The restoration projects follow a workflow that includes project identification, reconnaissance, planning and design, construction and monitoring. The multi-agency collaboration working to implement these restoration projects on the Upper Sacramento has had significant success over the past four years—with seven projects completed thus far, three currently underway and one scheduled in 2021, the final year of the existing funding agreement. The new round of funding comes just in time, since a continuation of the projects is vital to their success.
“The timeline to develop these projects and get them ready for implementation is typically one to two years, so other sites are in the queue with tasks such as botanical assessments, surveying and pre-project monitoring completed,” Strachan said. “A break in funding can mean that the projects are delayed and lose momentum.”
These side channels are vitally important habitat for juvenile Chinook salmon and steelhead, and the flow changes have particularly impacted the critically endangered winter run Chinook salmon.
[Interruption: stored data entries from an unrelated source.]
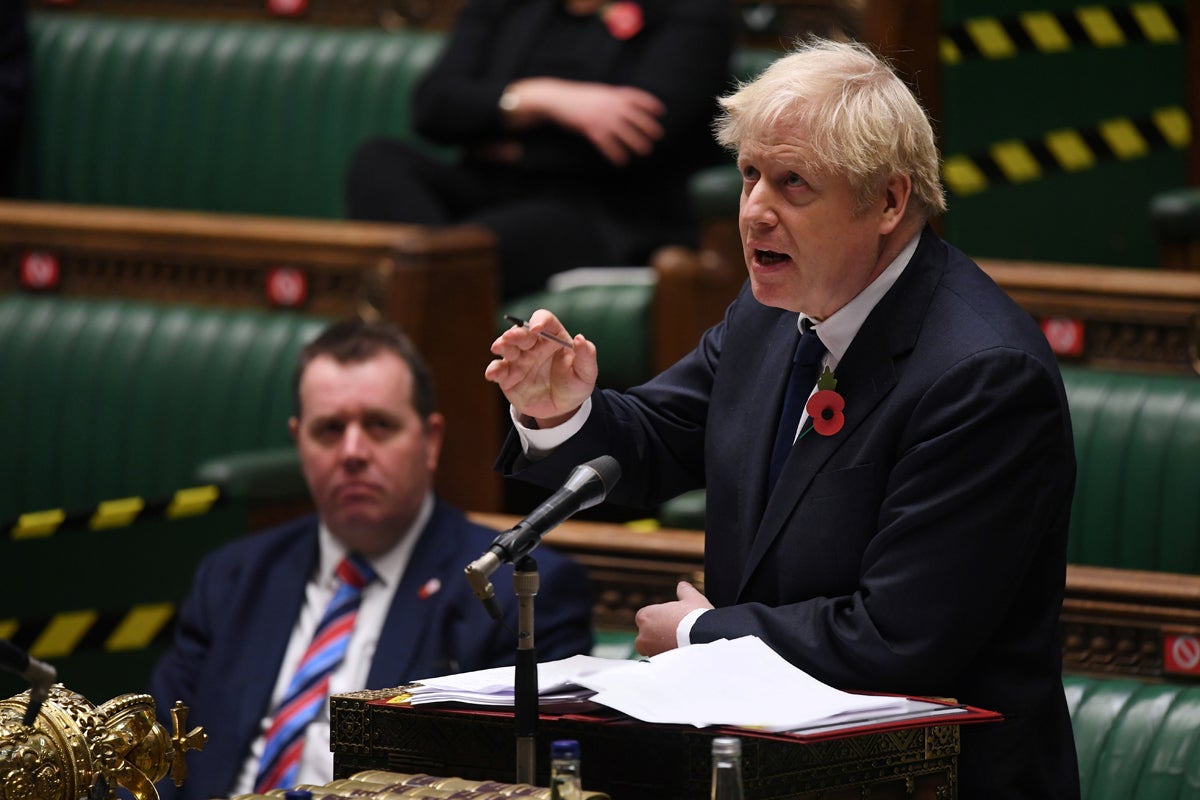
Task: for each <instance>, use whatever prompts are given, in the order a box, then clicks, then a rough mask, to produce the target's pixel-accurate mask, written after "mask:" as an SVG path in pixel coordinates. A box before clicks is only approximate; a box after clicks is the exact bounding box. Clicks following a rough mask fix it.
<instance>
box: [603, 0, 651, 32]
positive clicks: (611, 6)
mask: <svg viewBox="0 0 1200 800" xmlns="http://www.w3.org/2000/svg"><path fill="white" fill-rule="evenodd" d="M600 19H602V20H604V24H605V25H606V26H607V28H608V32H610V34H612V37H613V38H618V40H620V41H622V42H624V41H628V40H631V38H634V37H635V36H637V32H638V31H640V30H642V24H643V23H644V22H646V20H644V19H643V18H642V7H641V6H640V5H637V4H636V2H631V1H630V0H618V2H606V4H604V5H602V6H600Z"/></svg>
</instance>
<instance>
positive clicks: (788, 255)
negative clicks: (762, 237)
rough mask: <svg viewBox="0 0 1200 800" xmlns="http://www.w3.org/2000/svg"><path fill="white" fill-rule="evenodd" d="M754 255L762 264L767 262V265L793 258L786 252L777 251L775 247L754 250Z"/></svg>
mask: <svg viewBox="0 0 1200 800" xmlns="http://www.w3.org/2000/svg"><path fill="white" fill-rule="evenodd" d="M754 257H755V259H757V260H758V263H760V264H766V265H772V264H780V263H782V261H786V260H788V259H790V258H791V257H790V255H787V254H786V253H776V252H775V251H773V249H756V251H755V252H754Z"/></svg>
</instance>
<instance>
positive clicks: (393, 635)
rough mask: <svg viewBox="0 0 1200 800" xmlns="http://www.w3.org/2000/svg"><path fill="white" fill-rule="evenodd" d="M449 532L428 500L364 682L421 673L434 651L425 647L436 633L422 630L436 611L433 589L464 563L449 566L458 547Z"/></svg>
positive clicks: (431, 659)
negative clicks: (414, 543)
mask: <svg viewBox="0 0 1200 800" xmlns="http://www.w3.org/2000/svg"><path fill="white" fill-rule="evenodd" d="M452 536H454V531H452V530H451V529H450V527H449V525H445V524H443V517H442V515H440V513H439V509H438V506H434V509H433V516H432V517H430V522H428V524H426V525H425V530H424V531H421V539H420V540H419V541H418V542H416V547H414V548H413V555H412V558H410V559H409V561H408V566H407V567H406V569H404V575H403V576H401V579H400V585H398V587H397V588H396V595H395V596H394V597H392V601H391V608H389V609H388V618H386V619H385V620H384V625H383V630H382V631H380V632H379V644H378V645H377V646H376V654H374V658H372V661H371V670H370V673H368V674H367V687H368V688H388V687H390V686H397V685H400V684H401V682H404V681H409V680H415V679H419V678H426V676H427V675H426V673H427V672H428V670H430V669H431V666H432V663H433V658H434V655H436V654H431V652H427V650H428V648H430V646H436V645H434V643H438V642H439V637H436V636H427V630H428V626H430V625H431V624H432V620H433V619H434V618H437V616H438V614H436V613H433V610H432V608H431V606H432V604H433V603H438V602H440V601H442V600H443V597H439V596H438V594H439V593H440V591H444V589H443V587H444V585H445V584H446V582H448V581H452V579H454V578H455V576H457V577H458V578H460V579H462V567H463V566H464V564H458V565H457V570H455V566H456V565H455V564H454V559H455V554H456V553H457V552H458V547H457V546H455V545H454V543H451V542H450V541H448V539H449V537H452Z"/></svg>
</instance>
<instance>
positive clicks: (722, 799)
mask: <svg viewBox="0 0 1200 800" xmlns="http://www.w3.org/2000/svg"><path fill="white" fill-rule="evenodd" d="M743 796H744V795H743V793H742V740H740V739H738V738H737V736H716V738H715V739H713V790H712V800H742V798H743Z"/></svg>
However, continued success in the side channel restoration projects could see a positive impact on the economy, recreation, culture and the environment.
Strachan notes that the research and projects would not be possible without the generosity of the federal grants.
“We appreciate the leadership and sustained commitment of the US Bureau of Reclamation and the US Fish and Wildlife Service’s Central Valley Project Improvement Act program that have enabled us to accomplish these projects,” she said.